If metadata and macro definitions are provided, there must be a second document preceeding the converter tree specification, including these definitions.

It is highly recommended to specify the version of the CaosDB crawler for which the cfood is written in the metadata section, see below.

Examples

A single document with a converter tree specification:

extroot:
  type: Directory
  match: ^extroot$
  subtree:
    DataAnalysis:
      type: Directory
      match: DataAnalysis
      # (...)

A single document with a converter tree specification, but also including a custom converters section:

Converters:
  CustomConverter_1:
    package: mypackage.converters
    converter: CustomConverter1
  CustomConverter_2:
    package: mypackage.converters
    converter: CustomConverter2

extroot:
  type: Directory
  match: ^extroot$
  subtree:
    DataAnalysis:
      type: Directory
      match: DataAnalysis
      # (...)

A yaml multi-document, defining metadata and some macros in the first document and declaring two custom converters in the second document (not recommended, see the recommended version below). Please note, that two separate yaml documents can be defined using the --- syntax:

---
metadata:
  name: Datascience CFood
  description: CFood for data from the local data science work group
  crawler-version: 0.2.1
  macros:
  - !defmacro
    name: SimulationDatasetFile
    params:
      match: null
      recordtype: null
      nodename: null
    definition:
      # (...)
---
Converters:
  CustomConverter_1:
    package: mypackage.converters
    converter: CustomConverter1
  CustomConverter_2:
    package: mypackage.converters
    converter: CustomConverter2

extroot:
  type: Directory
  match: ^extroot$
  subtree:
    DataAnalysis:
      type: Directory
      match: DataAnalysis
      # (...)

The recommended way of defining metadata, custom converters, macros and the main cfood specification is shown in the following code example:

---
metadata:
  name: Datascience CFood
  description: CFood for data from the local data science work group
  crawler-version: 0.2.1
  macros:
  - !defmacro
    name: SimulationDatasetFile
    params:
      match: null
      recordtype: null
      nodename: null
    definition:
      # (...)
  Converters:
    CustomConverter_1:
      package: mypackage.converters
      converter: CustomConverter1
    CustomConverter_2:
      package: mypackage.converters
      converter: CustomConverter2
---
extroot:
  type: Directory
  match: ^extroot$
  subtree:
    DataAnalysis:
      type: Directory
      match: DataAnalysis
      # (...)

List Mode

Specifying values of properties can make use of two special characters, in order to automatically create lists or multi properties instead of single values:

Experiment1:
    Measurement: +Measurement #  Element in List (list is cleared before run)
                 *Measurement #  Multi Property (properties are removed before run)
                 Measurement  #  Overwrite

Values and units

Property values can be specified as a simple strings (as above) or as a dictionaries that may also specify the collection mode. Strings starting with a “$” will be replaced by a corresponding variable if there is any. See the tutorials chapter of this documentation for more elaborate examples on how the variable replacment works exactly. A simple example could look the following.

ValueElt:
  type: TextElement
  match_name: ^my_prop$
  match_value: "(?P<value>.*)"  # Anything in here is stored in the variable "value"
  records:
    MyRecord:
      MyProp: $value  # will be replace by whatever is stored in the "value" variable set above.

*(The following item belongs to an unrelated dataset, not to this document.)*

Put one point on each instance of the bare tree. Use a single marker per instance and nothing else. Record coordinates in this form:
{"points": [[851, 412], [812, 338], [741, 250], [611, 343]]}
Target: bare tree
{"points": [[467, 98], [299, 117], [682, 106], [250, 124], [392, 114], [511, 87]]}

If not given explicitly, the collection mode will be determined from the first character of the property value as explained above, and the following three definitions are all equivalent:

MyProp: +$value
MyProp:
  value: +$value

and

MyProp:
  value: $value
  collection_mode: list

Units of numeric values can be set by providing a property value not as a single string, but as a dictionary with a value and a unit key. Within a converter definition this could look the following.

ValueWithUnitElt:
  type: TextElement
  match_name: ^my_prop$
  match_value: "^(?P<number>\\d+\\.?\\d*)\s+(?P<unit>.+)"  # Extract value and unit from a string which
                                                           # has a number followed by at least one whitespace
                                                           # character followed by a unit.
  records:
    MyRecord:
      MyProp:
        value: $number
        unit: $unit

File Entities

In order to use File Entities, you must set the appropriate role: File. Additionally, the path and file keys have to be given, with values that set the paths remotely and locally, respectively. You can use the variable <converter name>_path that is automatically created by converters that deal with file system related StructureElements. The file object itsself is stored in a vairable with the same name (as it is the case for other Records).

somefile:
  type: SimpleFile
  match: ^params.*$  # match any file that starts with "params"
  records:
    fileEntity:
      role: File           # necessary to create a File Entity
      path: somefile.path  # defines the path in CaosDB
      file: somefile.path  # path where the file is found locally
    SomeRecord:
      ParameterFile: $fileEntity  # creates a reference to the file

Transform Functions

You can use transform functions to alter variable values that the crawler consumes (e.g. a string that was matched with a reg exp). See Converter Documentation.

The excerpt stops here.